I'm trying to port some code from Matlab to Python and I've run into a problem. I can't seem to find an equivalent to svds.

I tried using numpy.corrcoef and then numpy.linalg.eig, but numpy.corrcoef doesn't work for large arrays (say 500 x 20000).

Here's the code in matlab, in case it makes any difference:

s = size(data, 2)
mean = sum(data, 2)/s
m_data = ( data - repmat(mean, 1, s) ) / sqrt(s - 1)
[res_u,res_s] = svds(m_data, s)
eigenvals = diag(res_s).^2
eigenvecs = res_u
2 Answers

So what you are looking for, would be something like this in python and numpy (I took the liberty not to 'directly translate' the matlab-code to python and numpy, instead I refactored it a little bit to 'feel' more pythonic [of'course quite similar refactoring can be applied to the matlab-code as well]):

import numpy as np

def _cas(D):
    """Center at mean and standardize."""
    return (D- D.mean(1)[:, None])/ (D.shape[1]- 1)** .5

def example(D):
    """Eigenvalues and -vectors, based on SVD."""
    u, s, v= np.linalg.svd(D, full_matrices= False);
    return np.diag(s)** 2, u

if __name__ == '__main__':
    data= np.random.rand(5, 20)
    data= _cas(data) # preprocess data according to your requirements
    eigenvals, eigenvecs= example(data)
    print eigenvals
    print eigenvecs

But you have a performance problem with it?

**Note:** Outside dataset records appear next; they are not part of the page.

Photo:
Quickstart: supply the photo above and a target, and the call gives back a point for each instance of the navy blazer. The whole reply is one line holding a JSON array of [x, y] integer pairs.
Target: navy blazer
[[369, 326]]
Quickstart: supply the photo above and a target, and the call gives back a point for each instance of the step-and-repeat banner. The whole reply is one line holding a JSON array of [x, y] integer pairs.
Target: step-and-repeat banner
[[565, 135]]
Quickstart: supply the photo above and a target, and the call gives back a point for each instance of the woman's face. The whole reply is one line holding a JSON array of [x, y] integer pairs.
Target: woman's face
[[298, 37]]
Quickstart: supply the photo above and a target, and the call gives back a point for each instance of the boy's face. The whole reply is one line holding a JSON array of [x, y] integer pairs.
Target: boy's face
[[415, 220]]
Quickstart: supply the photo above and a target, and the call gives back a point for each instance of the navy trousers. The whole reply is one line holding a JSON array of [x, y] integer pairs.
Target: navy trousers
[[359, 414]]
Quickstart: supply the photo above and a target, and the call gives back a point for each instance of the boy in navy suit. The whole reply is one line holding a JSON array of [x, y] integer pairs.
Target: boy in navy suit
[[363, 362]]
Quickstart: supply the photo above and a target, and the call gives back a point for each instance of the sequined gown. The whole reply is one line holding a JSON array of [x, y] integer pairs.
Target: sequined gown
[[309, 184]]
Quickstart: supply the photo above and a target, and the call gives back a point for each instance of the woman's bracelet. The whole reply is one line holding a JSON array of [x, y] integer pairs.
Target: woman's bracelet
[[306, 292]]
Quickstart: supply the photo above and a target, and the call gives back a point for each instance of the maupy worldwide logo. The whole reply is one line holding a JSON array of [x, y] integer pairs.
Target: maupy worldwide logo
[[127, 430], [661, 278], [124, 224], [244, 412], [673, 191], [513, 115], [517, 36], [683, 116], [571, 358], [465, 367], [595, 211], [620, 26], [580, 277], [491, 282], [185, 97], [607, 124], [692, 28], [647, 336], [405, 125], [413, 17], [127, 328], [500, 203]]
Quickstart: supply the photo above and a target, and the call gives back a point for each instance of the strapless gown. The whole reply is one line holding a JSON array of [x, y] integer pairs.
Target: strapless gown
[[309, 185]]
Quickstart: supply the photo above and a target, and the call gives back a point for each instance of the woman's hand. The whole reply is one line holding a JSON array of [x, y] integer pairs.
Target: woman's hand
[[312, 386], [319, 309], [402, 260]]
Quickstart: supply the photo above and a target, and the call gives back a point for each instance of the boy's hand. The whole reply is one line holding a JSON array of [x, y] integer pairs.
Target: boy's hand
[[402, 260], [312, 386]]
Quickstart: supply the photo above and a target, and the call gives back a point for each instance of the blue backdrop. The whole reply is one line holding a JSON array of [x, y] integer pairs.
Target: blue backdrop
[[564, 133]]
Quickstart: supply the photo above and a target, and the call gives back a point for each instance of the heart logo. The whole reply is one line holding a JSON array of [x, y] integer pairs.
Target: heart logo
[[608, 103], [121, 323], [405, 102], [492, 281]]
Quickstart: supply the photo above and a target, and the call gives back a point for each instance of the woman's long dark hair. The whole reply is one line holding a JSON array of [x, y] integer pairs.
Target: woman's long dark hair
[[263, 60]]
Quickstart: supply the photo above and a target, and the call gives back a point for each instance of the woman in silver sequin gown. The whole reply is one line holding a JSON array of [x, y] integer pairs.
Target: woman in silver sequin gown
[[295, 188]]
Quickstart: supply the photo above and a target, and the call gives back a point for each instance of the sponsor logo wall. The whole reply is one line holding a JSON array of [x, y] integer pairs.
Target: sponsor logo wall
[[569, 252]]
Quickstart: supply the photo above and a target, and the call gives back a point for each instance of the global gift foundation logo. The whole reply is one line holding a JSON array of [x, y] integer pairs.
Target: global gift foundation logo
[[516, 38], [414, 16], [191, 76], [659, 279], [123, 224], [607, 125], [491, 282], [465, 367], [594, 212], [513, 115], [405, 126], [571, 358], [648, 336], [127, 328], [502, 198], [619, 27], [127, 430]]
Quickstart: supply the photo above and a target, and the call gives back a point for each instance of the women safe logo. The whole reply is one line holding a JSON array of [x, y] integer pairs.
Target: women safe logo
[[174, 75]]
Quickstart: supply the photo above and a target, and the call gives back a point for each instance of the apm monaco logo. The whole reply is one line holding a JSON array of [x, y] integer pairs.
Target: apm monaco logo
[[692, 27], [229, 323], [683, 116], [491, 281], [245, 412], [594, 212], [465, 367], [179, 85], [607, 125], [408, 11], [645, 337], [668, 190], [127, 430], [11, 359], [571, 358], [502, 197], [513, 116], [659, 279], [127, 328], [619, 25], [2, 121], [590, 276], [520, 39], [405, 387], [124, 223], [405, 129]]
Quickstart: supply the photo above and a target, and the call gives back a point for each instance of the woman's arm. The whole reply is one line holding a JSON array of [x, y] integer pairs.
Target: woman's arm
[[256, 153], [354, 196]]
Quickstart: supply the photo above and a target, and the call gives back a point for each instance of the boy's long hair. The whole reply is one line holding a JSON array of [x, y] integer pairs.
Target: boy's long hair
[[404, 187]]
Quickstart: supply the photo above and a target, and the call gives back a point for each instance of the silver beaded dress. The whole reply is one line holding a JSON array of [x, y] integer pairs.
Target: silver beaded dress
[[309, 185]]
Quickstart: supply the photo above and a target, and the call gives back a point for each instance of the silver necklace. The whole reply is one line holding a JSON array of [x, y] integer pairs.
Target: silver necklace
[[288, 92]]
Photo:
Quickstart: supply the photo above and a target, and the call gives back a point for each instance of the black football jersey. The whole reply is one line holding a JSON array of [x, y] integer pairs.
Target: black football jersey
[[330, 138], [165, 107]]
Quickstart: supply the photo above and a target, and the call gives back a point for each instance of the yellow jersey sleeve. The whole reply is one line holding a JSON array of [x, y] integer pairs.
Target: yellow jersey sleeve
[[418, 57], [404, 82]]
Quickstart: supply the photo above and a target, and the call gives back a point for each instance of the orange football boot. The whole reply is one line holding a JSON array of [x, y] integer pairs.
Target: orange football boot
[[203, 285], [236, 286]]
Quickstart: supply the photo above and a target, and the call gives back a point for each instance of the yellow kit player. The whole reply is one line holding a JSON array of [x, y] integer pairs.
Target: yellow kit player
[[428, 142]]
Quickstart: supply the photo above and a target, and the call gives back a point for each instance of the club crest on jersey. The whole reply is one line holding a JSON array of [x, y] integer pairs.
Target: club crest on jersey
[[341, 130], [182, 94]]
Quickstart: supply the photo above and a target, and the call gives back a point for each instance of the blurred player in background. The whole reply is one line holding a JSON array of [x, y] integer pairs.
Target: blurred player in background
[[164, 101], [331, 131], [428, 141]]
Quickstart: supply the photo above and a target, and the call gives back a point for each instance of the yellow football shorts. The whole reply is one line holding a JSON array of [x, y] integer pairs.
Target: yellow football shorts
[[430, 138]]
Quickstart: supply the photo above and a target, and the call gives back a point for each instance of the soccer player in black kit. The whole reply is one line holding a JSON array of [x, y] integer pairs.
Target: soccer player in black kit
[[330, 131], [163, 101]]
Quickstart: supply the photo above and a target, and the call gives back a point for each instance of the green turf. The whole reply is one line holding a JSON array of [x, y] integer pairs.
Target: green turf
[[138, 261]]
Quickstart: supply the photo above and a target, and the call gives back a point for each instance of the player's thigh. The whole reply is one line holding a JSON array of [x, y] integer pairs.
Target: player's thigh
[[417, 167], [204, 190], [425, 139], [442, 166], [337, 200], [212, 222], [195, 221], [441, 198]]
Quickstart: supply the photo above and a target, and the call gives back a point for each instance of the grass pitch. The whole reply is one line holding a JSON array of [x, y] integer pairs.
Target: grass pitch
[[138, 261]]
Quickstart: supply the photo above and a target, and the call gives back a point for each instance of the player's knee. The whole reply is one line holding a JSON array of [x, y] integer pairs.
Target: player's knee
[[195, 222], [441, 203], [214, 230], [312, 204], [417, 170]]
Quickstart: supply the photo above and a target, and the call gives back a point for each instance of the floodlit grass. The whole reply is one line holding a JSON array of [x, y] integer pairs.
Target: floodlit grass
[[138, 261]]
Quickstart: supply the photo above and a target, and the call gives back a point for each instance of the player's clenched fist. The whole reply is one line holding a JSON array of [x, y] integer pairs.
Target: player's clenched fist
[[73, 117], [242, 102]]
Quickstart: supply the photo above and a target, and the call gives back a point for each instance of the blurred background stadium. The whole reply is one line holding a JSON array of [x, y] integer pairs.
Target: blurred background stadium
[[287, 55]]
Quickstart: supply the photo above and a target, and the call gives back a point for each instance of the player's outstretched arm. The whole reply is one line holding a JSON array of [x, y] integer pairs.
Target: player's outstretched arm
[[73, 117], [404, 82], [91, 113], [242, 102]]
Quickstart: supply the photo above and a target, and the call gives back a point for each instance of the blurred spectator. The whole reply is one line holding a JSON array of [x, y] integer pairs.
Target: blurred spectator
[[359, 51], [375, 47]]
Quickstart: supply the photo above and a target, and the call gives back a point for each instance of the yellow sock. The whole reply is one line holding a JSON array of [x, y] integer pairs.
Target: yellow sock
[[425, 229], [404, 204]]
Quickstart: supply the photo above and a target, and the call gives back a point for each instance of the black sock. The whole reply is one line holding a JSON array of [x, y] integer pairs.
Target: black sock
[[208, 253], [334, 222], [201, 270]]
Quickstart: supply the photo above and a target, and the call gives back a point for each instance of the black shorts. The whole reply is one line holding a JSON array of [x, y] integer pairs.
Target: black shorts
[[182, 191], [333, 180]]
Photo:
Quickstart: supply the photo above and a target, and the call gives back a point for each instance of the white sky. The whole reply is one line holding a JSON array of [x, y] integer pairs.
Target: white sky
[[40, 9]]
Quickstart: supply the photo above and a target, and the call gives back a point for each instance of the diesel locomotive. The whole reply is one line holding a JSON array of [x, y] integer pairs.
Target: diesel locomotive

Can you now be more specific of your current performance, and how much you really to expect it should be enhanced? FTIW in my modest computer, a random (500, 20000) matrix will spend executing example(.) some 20 secs.

I can trivially (due to basic linear algebra) reduce the execution time down to a level like 2.5 sec (allmost 10 fold improvement)! Now, if you are looking for much better performance than this, then please elaborate in much more detailed level on the 'nature' of your data!

Where is your data coming from? What is your specific case to utilize the calculated eigenvalues, and -vectors? i.e. what is your main goal to achieve?

If your matrix is sparse, you can use scipy.sparse.linalg.svds in a recent scipy distribution. It wraps the sparse SVD routine in ARPACK. In my experience, it is buggy (not sure if this is the fault of scipy or ARPACK), so I advise running tests to check that the singular values are as expected.

If your matrix is dense, 500 by 20000 is big but not intractable on a commodity desktop these days. You are calling numpy.linalg.svd with full_matrices=False, right?

What are you using numpy.corrcoef for? Nothing like that appears in the MATLAB code snippet that you posted.